Now at least 120 students are sick in that outbreak, which was not an E. coli outbreak, as was originally feared. Boston College released another statement to its community, confirming that the outbreak was norovirus and offering information to the students and staff. At least 80 of the sickened students confirmed that they did eat at the Chipotle restaurant at Cleveland Circle.
The Chipotle restaurant in question was closed after the reports of illness started to come in. A City of Boston inspection report revealed that there were three critical violations of the state health code at that location. Chicken on the service line was held at 128°F and steak was held at 124°F. Proper hot holding temperatures musts be at 140°F or higher. The chicken was used to make burritos, tacos, and other dishes, as was the steak. In addition, and probably most importantly, the second violation states that a sick employee was working on Thursday.
Because of the reports of illness from that location, the city noted the third violation: “this poses an imminent health hazard and the establishment has been temporarily closed until further notice.” After these occasions, restaurants are usually deep cleaned and sanitized, and food is discarded.
This outbreak is different from the E. coli O26 outbreak linked to Chipotle restaurants across the country that has sickened at least 52 people in 9 states. Chipotle also had a norovirus outbreak in September 2015 in Simi Valley, California that sickened almost 100 people.
Norovirus is extremely contagious and is easily passed from person to person. Boston College is cleaning all common-touch surfaces in public spaces. All dining locations have stopped self-service, such as salad bars, as of noon as a precaution. They recommend that anyone who is ill should drink fluids, avoid public spaces, and seek help from a doctor if needed. Students living on campus will be able to get pre-packaged foods through Dining Services.

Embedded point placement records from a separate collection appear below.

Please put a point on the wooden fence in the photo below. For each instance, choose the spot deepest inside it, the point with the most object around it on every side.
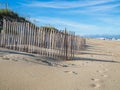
(26, 37)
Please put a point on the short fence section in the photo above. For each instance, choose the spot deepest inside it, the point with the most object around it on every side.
(26, 37)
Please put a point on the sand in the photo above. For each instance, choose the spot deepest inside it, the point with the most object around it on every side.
(95, 68)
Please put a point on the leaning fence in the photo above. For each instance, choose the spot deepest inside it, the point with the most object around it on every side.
(26, 37)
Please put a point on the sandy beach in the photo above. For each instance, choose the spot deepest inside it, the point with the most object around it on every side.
(95, 68)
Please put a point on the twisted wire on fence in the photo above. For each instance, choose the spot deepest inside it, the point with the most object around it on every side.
(26, 37)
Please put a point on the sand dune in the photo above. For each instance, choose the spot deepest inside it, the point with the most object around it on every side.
(96, 68)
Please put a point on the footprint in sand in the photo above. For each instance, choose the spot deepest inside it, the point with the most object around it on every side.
(96, 85)
(71, 72)
(100, 71)
(104, 76)
(5, 58)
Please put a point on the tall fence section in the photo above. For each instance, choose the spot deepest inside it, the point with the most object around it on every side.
(26, 37)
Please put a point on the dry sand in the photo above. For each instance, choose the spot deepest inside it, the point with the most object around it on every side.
(96, 68)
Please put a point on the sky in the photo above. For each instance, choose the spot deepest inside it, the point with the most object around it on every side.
(84, 17)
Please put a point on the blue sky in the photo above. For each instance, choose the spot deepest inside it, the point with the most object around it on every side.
(82, 16)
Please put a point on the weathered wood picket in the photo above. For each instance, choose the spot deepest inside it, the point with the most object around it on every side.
(50, 42)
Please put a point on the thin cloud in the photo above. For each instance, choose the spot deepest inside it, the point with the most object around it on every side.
(66, 4)
(65, 23)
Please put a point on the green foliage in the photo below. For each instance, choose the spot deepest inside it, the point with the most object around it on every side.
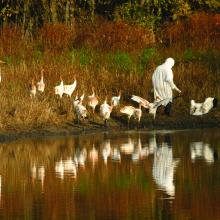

The symptoms of norovirus include nausea, diarrhea, vomiting, and abdominal cramps. Symptoms appear very quickly, usually within a few hours of exposure to the virus. Most people recover on their own, but some do become dehydrated and need to be hospitalized. There is no information on whether or not any students have been hospitalized in this particular outbreak.
People who are sickened with norovirus shed billions of viruses in their vomit and feces. If they have not washed their hands scrupulously after using the bathroom or after being sick, they can easily transfer the virus to other surfaces, to other people, or to food and drink. That’s why anyone who is sick with vomiting and/or diarrhea should never prepare or serve food to others, and should stay home away from the public.